Vous avez aussi écrit un autre livre, « Le Parti communiste et ses virus mutants » : cette attirance pour Poutine est-elle un virus mutant ?

Je crois qu’il y a de cela ! Je ne suis pas sûr que ce virus va continuer à se répandre mais, c’est vrai, cette fascination pour la Russie nous a valu en grande partie la Première Guerre mondiale. Je voudrais d’ailleurs mettre en avant le grand historien de l’Action française, Jacques Bainville, mais aussi Jean Jaurès, sur lequel j’ai écrit un livre. Jaurès voyait avec effroi venir cette confiance dans la force de l’immense armée russe à l’époque et l’on sait comment cela s’est terminé. Jaurès était socialiste, je l’aurais combattu sur bien des plans, mais il était aussi un patriote et un homme de raison. Il a fait des analyses qui n’étaient pas inexactes. Les meilleurs cerveaux se rejoignent sur ce phénomène de fascination. Je voudrais aussi tirer mon chapeau aux opposants à Poutine, notamment Alexeï Navalny, un géant. Donc, il y a des Russes héroïques qui font tout ce qu’ils peuvent pour que leur grand pays ne tombe pas dans une nouvelle catastrophe.

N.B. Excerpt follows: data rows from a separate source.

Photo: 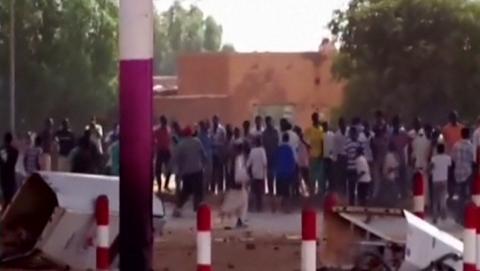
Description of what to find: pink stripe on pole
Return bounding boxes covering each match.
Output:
[302,208,317,241]
[197,204,212,231]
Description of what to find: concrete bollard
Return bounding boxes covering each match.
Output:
[301,208,317,271]
[472,174,480,207]
[413,172,425,219]
[463,202,479,271]
[197,204,212,271]
[95,195,110,270]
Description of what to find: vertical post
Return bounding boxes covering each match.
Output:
[197,204,212,271]
[472,174,480,207]
[10,0,16,135]
[413,172,425,219]
[119,0,153,271]
[301,208,317,271]
[463,202,478,271]
[95,195,110,271]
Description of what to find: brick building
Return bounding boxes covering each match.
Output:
[155,49,343,125]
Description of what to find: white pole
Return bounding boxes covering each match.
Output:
[10,0,15,135]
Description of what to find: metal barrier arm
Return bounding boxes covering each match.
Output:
[421,253,462,271]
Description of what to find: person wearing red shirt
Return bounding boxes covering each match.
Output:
[154,116,172,191]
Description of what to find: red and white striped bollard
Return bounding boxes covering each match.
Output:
[413,172,425,219]
[301,208,317,271]
[197,204,212,271]
[95,195,110,270]
[463,202,478,271]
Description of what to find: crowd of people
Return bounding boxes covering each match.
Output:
[0,111,480,227]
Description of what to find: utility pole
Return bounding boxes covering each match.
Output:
[10,0,15,135]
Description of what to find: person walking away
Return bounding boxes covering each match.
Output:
[431,144,452,224]
[247,137,267,212]
[220,142,250,228]
[441,111,464,199]
[38,118,55,171]
[355,147,372,206]
[0,133,18,210]
[70,130,101,174]
[262,116,279,196]
[322,121,335,191]
[306,112,327,198]
[154,116,172,192]
[210,116,227,194]
[198,121,214,191]
[377,143,400,208]
[173,126,206,217]
[55,118,75,172]
[23,136,42,177]
[333,117,348,198]
[345,126,362,205]
[273,133,297,215]
[451,128,475,214]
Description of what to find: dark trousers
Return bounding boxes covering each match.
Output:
[0,175,17,207]
[155,150,171,190]
[347,169,358,205]
[267,162,276,196]
[357,182,371,206]
[177,171,203,211]
[210,155,225,193]
[252,179,265,212]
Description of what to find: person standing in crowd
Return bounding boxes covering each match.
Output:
[0,133,18,207]
[173,127,206,217]
[345,126,362,205]
[220,142,250,228]
[262,116,280,196]
[38,118,55,171]
[322,121,335,193]
[376,142,400,207]
[441,111,464,199]
[210,116,227,194]
[390,115,410,198]
[273,133,297,215]
[55,118,75,172]
[305,112,327,198]
[355,147,372,206]
[247,137,267,212]
[295,126,315,197]
[333,117,348,195]
[23,136,42,177]
[70,130,101,174]
[431,144,452,224]
[451,128,475,206]
[198,121,214,191]
[472,116,480,167]
[154,115,172,191]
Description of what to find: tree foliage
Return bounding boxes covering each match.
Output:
[329,0,480,121]
[154,1,223,75]
[0,0,118,134]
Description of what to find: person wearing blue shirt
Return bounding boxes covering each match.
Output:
[275,133,297,212]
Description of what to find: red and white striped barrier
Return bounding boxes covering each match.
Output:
[463,202,478,271]
[95,195,110,270]
[197,204,212,271]
[472,174,480,207]
[301,208,317,271]
[413,172,425,219]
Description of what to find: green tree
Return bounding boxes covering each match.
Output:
[329,0,480,124]
[154,1,222,75]
[0,0,118,134]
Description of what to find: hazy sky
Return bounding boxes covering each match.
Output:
[154,0,348,52]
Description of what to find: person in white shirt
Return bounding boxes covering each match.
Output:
[430,144,452,223]
[355,147,372,206]
[247,137,267,212]
[472,117,480,164]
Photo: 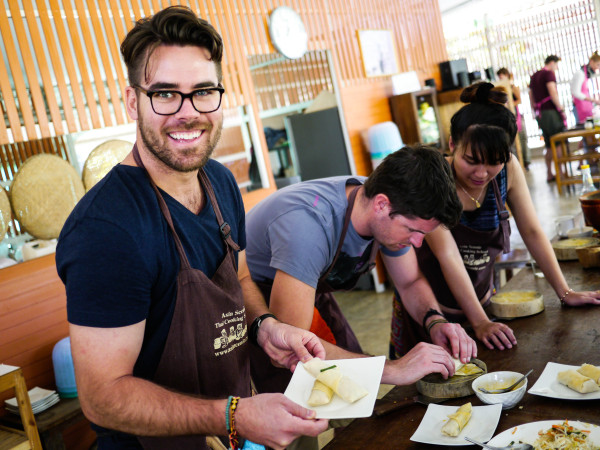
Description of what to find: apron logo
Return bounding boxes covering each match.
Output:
[459,245,491,270]
[213,308,248,356]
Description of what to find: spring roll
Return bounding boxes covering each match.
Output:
[317,366,369,403]
[442,402,473,437]
[577,364,600,384]
[557,369,600,394]
[308,380,333,406]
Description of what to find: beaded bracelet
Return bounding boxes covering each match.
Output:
[229,397,240,450]
[560,288,573,306]
[425,319,449,336]
[225,395,233,434]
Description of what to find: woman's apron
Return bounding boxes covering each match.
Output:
[133,146,251,449]
[573,65,594,123]
[251,187,379,393]
[390,178,510,357]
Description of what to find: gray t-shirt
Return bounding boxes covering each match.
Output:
[246,176,409,288]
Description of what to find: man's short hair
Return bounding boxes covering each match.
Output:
[121,6,223,86]
[364,145,462,228]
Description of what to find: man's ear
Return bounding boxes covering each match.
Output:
[125,86,138,120]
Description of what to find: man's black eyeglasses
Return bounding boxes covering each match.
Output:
[134,85,225,116]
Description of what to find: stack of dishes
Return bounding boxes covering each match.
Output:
[4,386,60,414]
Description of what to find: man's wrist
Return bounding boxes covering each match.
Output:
[423,308,446,329]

Le communisme, ce n’est pas la simple interdiction de commercer, mais c’est un ensemble totalitaire.

Le communisme englobait l’absence de libertés individuelles et l’absence d’économie de marché. Maintenant, ce communisme laisse un semblant d’économie de marché, pour les TPE, pas pour les grands groupes qui sont contrôlés par des oligarques, mais il a conservé la restriction des libertés individuelles. La force stratégique de ce virus mutant, est-ce la déconnexion entre la question des libertés individuelles et celle de l’économie de marché en laissant croire que le communisme aurait disparu ?

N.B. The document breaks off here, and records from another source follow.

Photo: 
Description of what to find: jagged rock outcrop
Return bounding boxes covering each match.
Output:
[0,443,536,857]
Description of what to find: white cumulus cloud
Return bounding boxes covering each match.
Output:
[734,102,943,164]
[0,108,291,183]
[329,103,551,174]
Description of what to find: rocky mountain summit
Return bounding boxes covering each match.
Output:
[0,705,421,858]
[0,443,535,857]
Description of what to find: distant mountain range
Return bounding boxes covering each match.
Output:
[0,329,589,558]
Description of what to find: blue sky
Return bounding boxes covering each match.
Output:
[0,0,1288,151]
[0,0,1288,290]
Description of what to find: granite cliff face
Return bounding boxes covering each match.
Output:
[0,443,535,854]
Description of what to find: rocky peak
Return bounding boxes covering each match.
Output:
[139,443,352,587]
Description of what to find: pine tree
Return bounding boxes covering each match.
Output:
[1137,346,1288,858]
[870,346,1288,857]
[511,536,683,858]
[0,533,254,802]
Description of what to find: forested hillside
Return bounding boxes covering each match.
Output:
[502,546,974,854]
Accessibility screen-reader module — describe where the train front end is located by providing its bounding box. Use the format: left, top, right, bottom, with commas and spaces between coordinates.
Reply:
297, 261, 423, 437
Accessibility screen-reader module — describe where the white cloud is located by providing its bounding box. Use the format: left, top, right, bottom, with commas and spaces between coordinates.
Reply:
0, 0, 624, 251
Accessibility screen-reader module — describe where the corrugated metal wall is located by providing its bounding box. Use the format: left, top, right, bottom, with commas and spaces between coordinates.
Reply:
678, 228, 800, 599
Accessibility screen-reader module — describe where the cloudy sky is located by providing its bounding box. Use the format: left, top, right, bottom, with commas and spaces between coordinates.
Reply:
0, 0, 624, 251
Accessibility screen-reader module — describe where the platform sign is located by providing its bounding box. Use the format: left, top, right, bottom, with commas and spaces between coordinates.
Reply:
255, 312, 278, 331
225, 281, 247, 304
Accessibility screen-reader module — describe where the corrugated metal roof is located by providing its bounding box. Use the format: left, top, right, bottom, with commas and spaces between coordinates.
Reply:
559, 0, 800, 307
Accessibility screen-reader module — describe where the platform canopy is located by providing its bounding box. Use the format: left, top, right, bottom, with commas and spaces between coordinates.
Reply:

Vous situez très bien cela. Il a prévalu une conception du communisme totalement déconnectée de sa réalité. Aujourd’hui, le communisme c’est la Chine, avec son formidable budget militaire et son totalitarisme. Des gens de courte vue ont pu penser que, parce que l’on pouvait vendre des choses sur tous les marchés de Shanghai ou de Pékin, le danger communisme s’estompait. Le communisme, ce n’est pas la simple interdiction de commercer, mais c’est un ensemble totalitaire. Je crains que cet immense ensemble constitué par la Russie, la Chine et la Corée du Nord soit le plus grand danger qui pèse sur l’humanité depuis la Seconde Guerre mondiale. Bien sûr, les Chinois ne sont pas aussi imprudents que Poutine, ce sont des gens avisés, ce sont des commerçants. Mais il n’y a pas une grande opposition entre la Chine et la Russie. Au final, c’est la Chine qui bouffera la Russie, parce que Poutine mène une politique imprudente et suicidaire.